Despite the notion that the niche sport of lifting may come off as intimidating or hyper-masculine, Thome stresses that Y,IWO as a brand is not meant to be exclusive nor is it restricted to solely to those who bodybuild. After being given the opportunity to retail in partnership with Dover Street Market, Thome has been able to get a deeper understanding of the brand’s audience—a consumer base which notably seems to span the whole gamut.
“You don’t even have to be in shape, you can be chasing other dreams and still relate to sayings like ‘stay pumped’, ‘stay hungry’, or ‘build, build, build!’” said Thome. “Even in the past six weeks since we launched, we see our customer ranges from serious lifters, personal trainers, and athletes to folks like creative directors, artists, musicians, and models. Male, female, etc.

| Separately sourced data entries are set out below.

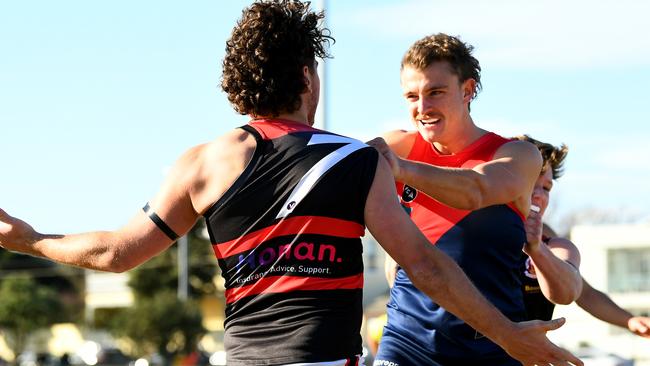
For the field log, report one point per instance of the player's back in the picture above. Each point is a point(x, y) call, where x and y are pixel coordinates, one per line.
point(287, 238)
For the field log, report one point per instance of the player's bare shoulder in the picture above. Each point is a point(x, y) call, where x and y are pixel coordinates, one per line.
point(400, 141)
point(522, 150)
point(218, 164)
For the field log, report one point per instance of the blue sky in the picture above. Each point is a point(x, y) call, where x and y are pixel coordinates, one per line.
point(98, 98)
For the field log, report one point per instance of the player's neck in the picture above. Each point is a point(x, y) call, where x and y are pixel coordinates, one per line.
point(298, 116)
point(460, 138)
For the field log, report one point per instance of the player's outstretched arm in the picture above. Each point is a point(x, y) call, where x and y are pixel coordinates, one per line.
point(197, 179)
point(440, 278)
point(604, 308)
point(118, 250)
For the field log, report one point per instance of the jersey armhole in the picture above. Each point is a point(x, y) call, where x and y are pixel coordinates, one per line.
point(243, 177)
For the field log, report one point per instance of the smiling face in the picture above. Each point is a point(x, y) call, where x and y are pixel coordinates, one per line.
point(437, 101)
point(542, 190)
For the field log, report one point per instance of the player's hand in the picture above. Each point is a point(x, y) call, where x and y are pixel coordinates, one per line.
point(529, 344)
point(393, 160)
point(534, 227)
point(639, 325)
point(15, 234)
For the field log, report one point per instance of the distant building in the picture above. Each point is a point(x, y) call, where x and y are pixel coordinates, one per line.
point(615, 260)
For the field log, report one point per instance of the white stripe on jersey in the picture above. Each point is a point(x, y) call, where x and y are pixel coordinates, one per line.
point(309, 180)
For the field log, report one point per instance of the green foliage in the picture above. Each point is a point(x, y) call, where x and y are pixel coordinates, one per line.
point(158, 321)
point(161, 272)
point(162, 323)
point(26, 306)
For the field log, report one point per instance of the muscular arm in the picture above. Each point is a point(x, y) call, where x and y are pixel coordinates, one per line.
point(555, 263)
point(438, 276)
point(199, 177)
point(390, 270)
point(509, 177)
point(602, 307)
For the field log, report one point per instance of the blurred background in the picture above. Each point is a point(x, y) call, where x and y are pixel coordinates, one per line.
point(98, 99)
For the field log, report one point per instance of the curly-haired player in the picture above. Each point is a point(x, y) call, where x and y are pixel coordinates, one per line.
point(286, 205)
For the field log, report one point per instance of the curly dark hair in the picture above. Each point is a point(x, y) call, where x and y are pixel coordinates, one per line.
point(553, 156)
point(266, 53)
point(442, 47)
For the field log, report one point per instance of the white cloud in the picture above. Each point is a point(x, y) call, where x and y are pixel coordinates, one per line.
point(553, 34)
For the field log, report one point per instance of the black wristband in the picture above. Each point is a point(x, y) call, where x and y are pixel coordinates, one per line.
point(159, 222)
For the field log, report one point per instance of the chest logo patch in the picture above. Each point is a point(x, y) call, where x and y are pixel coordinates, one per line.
point(409, 193)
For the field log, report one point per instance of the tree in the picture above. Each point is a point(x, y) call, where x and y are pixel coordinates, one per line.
point(26, 306)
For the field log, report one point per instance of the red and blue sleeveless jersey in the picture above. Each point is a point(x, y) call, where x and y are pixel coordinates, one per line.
point(486, 243)
point(287, 238)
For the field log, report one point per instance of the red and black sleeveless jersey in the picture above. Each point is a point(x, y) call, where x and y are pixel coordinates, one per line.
point(287, 238)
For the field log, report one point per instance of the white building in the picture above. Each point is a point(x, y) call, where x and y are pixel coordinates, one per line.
point(615, 260)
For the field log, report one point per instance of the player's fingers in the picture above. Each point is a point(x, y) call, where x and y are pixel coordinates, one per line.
point(553, 324)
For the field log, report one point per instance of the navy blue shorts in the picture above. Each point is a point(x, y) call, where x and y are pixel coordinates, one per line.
point(395, 350)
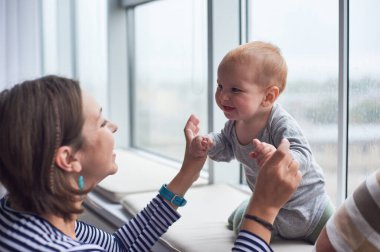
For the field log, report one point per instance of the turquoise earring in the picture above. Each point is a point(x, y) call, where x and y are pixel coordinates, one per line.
point(81, 183)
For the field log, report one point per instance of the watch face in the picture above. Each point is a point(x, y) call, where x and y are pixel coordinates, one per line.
point(171, 197)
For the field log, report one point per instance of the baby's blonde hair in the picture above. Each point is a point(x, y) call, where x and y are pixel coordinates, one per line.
point(270, 65)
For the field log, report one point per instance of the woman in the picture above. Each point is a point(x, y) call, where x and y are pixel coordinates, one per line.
point(55, 146)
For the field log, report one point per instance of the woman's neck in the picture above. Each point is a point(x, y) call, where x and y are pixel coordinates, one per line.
point(67, 227)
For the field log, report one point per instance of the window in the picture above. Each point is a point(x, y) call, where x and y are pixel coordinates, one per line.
point(170, 80)
point(307, 34)
point(364, 91)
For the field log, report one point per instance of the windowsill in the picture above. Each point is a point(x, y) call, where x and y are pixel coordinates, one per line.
point(201, 228)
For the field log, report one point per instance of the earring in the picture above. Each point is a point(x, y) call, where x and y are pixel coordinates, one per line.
point(81, 183)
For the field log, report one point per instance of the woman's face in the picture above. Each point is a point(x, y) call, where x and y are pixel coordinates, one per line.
point(96, 156)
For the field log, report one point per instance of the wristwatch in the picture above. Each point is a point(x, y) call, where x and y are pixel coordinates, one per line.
point(171, 197)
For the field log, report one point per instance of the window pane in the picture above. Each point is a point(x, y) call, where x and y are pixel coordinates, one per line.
point(170, 73)
point(307, 33)
point(364, 91)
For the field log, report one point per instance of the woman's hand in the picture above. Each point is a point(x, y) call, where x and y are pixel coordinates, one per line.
point(191, 165)
point(278, 179)
point(263, 152)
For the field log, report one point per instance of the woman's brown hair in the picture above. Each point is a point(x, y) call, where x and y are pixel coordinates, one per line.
point(37, 117)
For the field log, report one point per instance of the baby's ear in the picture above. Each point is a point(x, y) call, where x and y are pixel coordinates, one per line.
point(271, 96)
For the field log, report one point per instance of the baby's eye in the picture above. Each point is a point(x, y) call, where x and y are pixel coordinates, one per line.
point(235, 90)
point(104, 123)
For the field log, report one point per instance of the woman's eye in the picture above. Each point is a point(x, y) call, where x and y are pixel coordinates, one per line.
point(235, 90)
point(104, 123)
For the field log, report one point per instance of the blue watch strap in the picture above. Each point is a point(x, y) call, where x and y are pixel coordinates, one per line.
point(171, 197)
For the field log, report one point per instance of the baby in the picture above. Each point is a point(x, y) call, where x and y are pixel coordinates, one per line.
point(250, 79)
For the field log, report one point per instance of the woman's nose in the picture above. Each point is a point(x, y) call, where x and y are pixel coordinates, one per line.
point(113, 127)
point(224, 95)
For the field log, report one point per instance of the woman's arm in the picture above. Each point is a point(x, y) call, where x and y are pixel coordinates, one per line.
point(278, 179)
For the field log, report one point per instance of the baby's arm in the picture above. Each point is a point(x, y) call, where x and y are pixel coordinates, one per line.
point(200, 146)
point(263, 152)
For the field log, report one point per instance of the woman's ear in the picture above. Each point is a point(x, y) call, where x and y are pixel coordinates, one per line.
point(65, 159)
point(271, 95)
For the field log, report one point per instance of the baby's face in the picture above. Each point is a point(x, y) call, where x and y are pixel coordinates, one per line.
point(237, 94)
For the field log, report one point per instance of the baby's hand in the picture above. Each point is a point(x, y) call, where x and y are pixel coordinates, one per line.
point(200, 146)
point(263, 152)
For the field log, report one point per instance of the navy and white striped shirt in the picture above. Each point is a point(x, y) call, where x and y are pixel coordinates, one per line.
point(22, 231)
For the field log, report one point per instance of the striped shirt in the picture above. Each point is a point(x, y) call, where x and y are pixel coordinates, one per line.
point(22, 231)
point(356, 225)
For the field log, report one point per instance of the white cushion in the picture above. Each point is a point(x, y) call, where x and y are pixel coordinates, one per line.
point(203, 225)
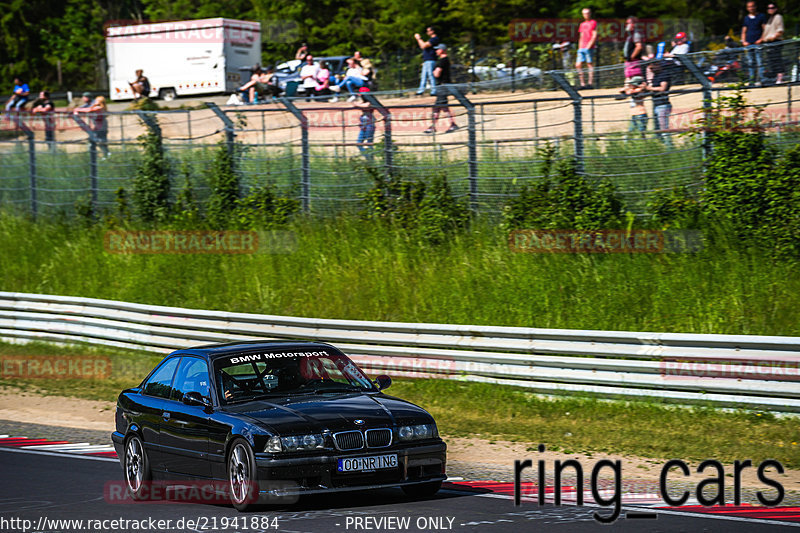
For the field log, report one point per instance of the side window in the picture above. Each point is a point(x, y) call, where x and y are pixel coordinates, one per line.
point(192, 376)
point(160, 383)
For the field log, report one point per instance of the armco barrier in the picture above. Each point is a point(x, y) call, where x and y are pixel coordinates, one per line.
point(756, 372)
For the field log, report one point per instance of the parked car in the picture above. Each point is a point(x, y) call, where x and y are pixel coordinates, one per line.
point(290, 70)
point(502, 71)
point(247, 414)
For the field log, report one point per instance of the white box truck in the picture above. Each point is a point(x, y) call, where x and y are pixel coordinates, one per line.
point(182, 58)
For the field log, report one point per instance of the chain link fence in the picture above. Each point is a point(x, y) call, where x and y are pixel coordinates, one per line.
point(310, 149)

All of them seem to relate to it feeling authentic—it’s a vibe and state of mind that seems to transcend gender and everything else.”
With the mark athleisure has made on the current fashion scene with new sportswear-meets-fashion brands popping up left and right, Y,IWO stems from a place beyond a fervor for simple fad and trend. “We are a non-technical, lo-fi brand at the end of the day,” said Thome. “Simple shorts, shirts, and sweats that hopefully people like the look of. And really, all you need in the gym or the street.”